Table 1 embodiment reaction result
Claims (10)
1. acrylic acid production technique of biomass lactic acid catalytic dehydration system, it is characterized in that lactic acid aqueous solution is heated to lactic acid-water mixed vapour that 150~200 ℃ of gasifications obtain to be mixed with carrier gas, enter after mixed gas continued to be heated to 200~450 ℃ in the gas-solid-phase catalytic reaction device through the effect of modified Y zeolite molecular sieve catalyst dewater reaction product gas, reaction product gas cooling is after gas-liquid separation obtains acrylic acid solution, acrylic acid solution more successively through gas carry, component distillation or extraction, rectifying obtains the crude acrylic acid product.
2. the acrylic acid production technique of biomass lactic acid catalytic dehydration system according to claim 1 is characterized in that the mass concentration scope of lactic acid aqueous solution is 10~60%.
3. the acrylic acid production technique of biomass lactic acid catalytic dehydration system according to claim 2, the mass concentration that it is characterized in that lactic acid aqueous solution is 30~50%.
4. the acrylic acid production technique of biomass lactic acid catalytic dehydration system according to claim 1 is characterized in that lactic acid aqueous solution directly is heated to 150~200 ℃ of gasifications through interchanger obtains lactic acid-water mixed vapour or lactic acid aqueous solution by being that the gas liquid exchanger of thermal source is heated to 150~200 ℃ of gasifications and obtains lactic acid-water mixed vapour with the reaction product gas.

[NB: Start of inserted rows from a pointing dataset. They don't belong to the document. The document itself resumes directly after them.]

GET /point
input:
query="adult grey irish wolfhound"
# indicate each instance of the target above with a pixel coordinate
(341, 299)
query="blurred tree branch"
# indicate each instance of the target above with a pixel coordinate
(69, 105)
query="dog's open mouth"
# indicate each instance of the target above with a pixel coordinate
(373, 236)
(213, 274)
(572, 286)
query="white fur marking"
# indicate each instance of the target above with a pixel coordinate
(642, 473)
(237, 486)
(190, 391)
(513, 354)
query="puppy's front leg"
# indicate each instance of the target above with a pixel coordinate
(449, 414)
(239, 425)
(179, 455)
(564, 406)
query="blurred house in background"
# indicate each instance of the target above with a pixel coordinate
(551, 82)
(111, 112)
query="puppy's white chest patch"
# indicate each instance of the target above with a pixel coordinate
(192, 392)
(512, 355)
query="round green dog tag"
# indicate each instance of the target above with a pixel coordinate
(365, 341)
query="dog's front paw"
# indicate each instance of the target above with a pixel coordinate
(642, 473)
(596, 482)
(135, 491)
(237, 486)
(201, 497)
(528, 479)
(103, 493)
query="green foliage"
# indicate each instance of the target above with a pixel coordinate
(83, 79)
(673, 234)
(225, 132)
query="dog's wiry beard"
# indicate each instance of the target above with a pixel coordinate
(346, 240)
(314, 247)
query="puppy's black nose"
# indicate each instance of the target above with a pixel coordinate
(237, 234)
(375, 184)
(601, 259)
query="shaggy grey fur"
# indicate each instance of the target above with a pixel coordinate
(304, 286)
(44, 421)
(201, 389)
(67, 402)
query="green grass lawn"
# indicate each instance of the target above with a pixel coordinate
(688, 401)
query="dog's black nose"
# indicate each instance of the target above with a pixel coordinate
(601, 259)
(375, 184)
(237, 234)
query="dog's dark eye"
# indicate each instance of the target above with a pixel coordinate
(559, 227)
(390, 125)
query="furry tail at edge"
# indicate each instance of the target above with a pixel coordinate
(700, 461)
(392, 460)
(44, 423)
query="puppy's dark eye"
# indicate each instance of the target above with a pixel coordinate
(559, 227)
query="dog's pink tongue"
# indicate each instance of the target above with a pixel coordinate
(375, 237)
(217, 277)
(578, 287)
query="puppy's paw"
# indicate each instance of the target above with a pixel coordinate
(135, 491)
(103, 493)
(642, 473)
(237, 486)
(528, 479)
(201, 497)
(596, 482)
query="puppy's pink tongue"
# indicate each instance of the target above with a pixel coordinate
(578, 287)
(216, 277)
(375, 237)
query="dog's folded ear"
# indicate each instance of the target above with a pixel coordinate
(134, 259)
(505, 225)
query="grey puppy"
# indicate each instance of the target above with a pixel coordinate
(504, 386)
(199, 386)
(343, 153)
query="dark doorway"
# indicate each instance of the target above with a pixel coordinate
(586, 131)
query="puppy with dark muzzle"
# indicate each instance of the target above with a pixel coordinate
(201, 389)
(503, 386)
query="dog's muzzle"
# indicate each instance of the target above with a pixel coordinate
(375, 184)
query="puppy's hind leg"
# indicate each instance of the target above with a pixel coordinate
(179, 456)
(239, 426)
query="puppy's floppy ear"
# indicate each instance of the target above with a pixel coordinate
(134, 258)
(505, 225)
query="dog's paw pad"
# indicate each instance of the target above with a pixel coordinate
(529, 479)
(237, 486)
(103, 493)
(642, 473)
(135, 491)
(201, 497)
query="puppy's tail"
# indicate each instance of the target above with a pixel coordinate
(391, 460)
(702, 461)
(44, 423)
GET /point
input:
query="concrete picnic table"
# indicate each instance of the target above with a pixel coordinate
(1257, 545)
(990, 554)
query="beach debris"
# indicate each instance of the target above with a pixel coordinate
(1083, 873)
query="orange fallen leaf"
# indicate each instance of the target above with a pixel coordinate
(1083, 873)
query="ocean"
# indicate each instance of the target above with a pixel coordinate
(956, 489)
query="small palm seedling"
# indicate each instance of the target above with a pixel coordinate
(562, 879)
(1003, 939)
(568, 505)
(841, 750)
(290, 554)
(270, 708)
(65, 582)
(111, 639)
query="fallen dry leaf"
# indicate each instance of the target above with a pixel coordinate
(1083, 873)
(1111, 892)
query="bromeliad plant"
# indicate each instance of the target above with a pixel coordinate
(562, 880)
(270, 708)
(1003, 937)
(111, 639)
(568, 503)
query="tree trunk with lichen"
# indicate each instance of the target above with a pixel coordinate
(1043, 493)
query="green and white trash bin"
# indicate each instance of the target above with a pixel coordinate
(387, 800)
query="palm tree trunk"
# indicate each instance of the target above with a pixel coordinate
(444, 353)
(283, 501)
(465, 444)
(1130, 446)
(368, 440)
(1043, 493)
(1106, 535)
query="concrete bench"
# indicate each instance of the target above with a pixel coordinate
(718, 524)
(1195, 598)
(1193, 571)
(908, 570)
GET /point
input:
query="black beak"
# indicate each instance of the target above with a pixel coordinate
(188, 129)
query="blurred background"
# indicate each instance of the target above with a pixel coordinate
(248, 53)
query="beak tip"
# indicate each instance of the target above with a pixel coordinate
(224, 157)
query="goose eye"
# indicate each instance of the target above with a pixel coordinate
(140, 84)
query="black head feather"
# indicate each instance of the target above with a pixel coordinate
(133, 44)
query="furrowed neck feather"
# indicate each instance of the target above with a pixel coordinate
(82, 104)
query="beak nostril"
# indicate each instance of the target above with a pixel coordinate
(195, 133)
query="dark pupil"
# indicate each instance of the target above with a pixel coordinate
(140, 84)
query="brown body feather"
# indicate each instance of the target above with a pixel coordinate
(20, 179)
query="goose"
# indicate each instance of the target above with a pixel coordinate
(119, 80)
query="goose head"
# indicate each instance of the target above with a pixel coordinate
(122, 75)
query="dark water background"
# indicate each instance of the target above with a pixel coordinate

5. the acrylic acid production technique of biomass lactic acid catalytic dehydration system according to claim 1 is characterized in that carrier gas is carbonic acid gas, water vapour or nitrogen, be heated to 150~200 ℃ before lactic acid-the water mixed vapour mixes.
6. the acrylic acid production technique of biomass lactic acid catalytic dehydration system according to claim 1 is characterized in that the gas-solid-phase catalytic reaction device adopts isotherm formula fixed bed or adiabatic reactor reactor, and reaction pressure is 0.05~1.5MPa, and temperature is 200~450 ℃.
7. the acrylic acid production technique of biomass lactic acid catalytic dehydration system according to claim 1 is characterized in that the gas-liquid separator that adopts the bottom that water cooler is set carries out gas-liquid separation.
8. the acrylic acid production technique of biomass lactic acid catalytic dehydration system according to claim 1, it is characterized in that the acrylic acid solution that obtains through gas-liquid separation enters from the cat head of gas stripping column carries out gas and carries the gas stripping column, the acetaldehyde concentration of carrying in the acrylic acid solution by gas is not more than 150mg/kg.
9. the acrylic acid production technique of biomass lactic acid catalytic dehydration system according to claim 8 is characterized in that the gas stripping column tower top temperature is controlled at 30~60 ℃, and the gas stripping column tower top pressure is controlled at 300mmHg, and gas is carried and adopted carrier gas is water vapour or nitrogen.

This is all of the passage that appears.